I'm a master/graduate student who took an NLP course in Uni.

I think that overall this is a very a good introduction to the topic. Some concepts are really well explained - in a simple manner and with a lot of jupyter-lab code to experiment with.

In general in this specialization - the first 3 courses are good. There are some quirks (e.g. why Lukas is needed at all? He doesn't really teaches, just passes it on to Younes) but nevertheless I learned from it. And I think they have good value in them.

The 4th one, however, is completely disappointing. First 2 "weeks" are confusing, not really well explained, but somewhat "bearable". The last 2 weeks are complete sham. They claim to teach "BERT" and "T5" but don't really give any value. You're better off going elsewhere to learn these concepts.

If it wasn't for this, I would give the overall experience a 5 stars, but because of this, I think the overall is more like 3 or 4.

by Li J

2022年1月4日

Took me roughly 5 days to finish this course. The course is of high quality. The instructors had done a great job preparing for the materials in this course. The videos are short and concise, and they focus more on intuition instead of mathematic details, which is great for beginners.

However, I would say the coding portion in this course is pretty limited. We did not get to write a lot of codes as most of the frameworks and functions had been implemented for us. What we need to do was simply filling in the blanks (and the comments will reveal the answers, making it even much easier). I also feel that some helper functions should not be provided. I think the course will be better if we get to write codes for labs also.
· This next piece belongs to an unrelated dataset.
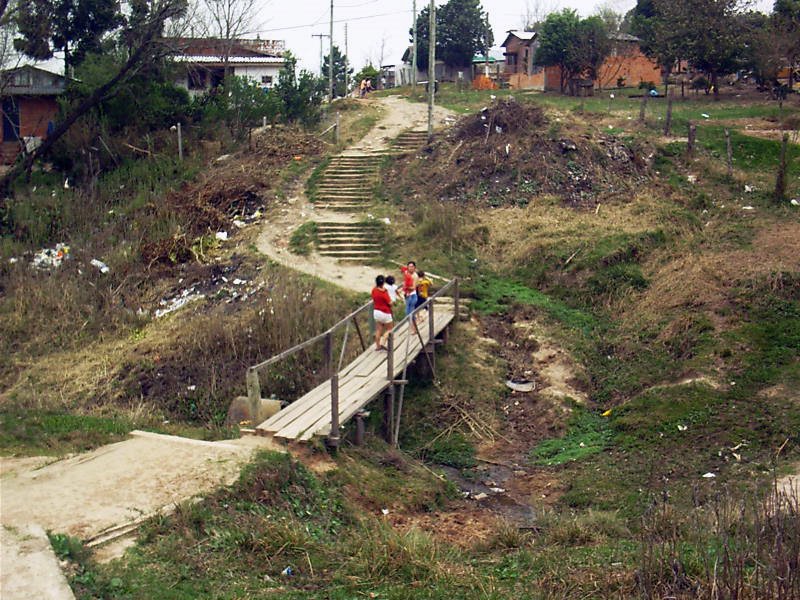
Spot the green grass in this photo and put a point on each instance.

Nevertheless, the course is open to the general public so I think this design is rational.

by Jeff

2020年7月2日

The course is interesting because it takes a look at NLP processing from a different view than just deep learning or word-in-bag type analysis. Most concepts are clearly explained, allowing most anyone with some python language experience to make it through the course. The programming assignments are similar to other courses. That is.... the assignments can be frustrating because you are trying to fill in the blanks through someone else's style of coding, but satisfying when the assignment is completed. I imagine that a few more iterations of the developing the course material and this will be another 5star course for the deeplearning.ai organization.

by Mohammed A E

2022年2月6日

The course is a great introduction to NLP where various techniques and algorithms were explained clearly either through videos or notebooks. I'm giving 4 stars as some question in the quizzes had a bad formatting or couldn't submit the correct (answers are straightforward but still gives wrong answer as a non numerical entry). Another negative comment about some questions for example: can we use Kmeans to reduce the time of searching? and Kmeans was a wrong answer, though intuitavely it can be used as well. All in all, the course was great and I glad I took it.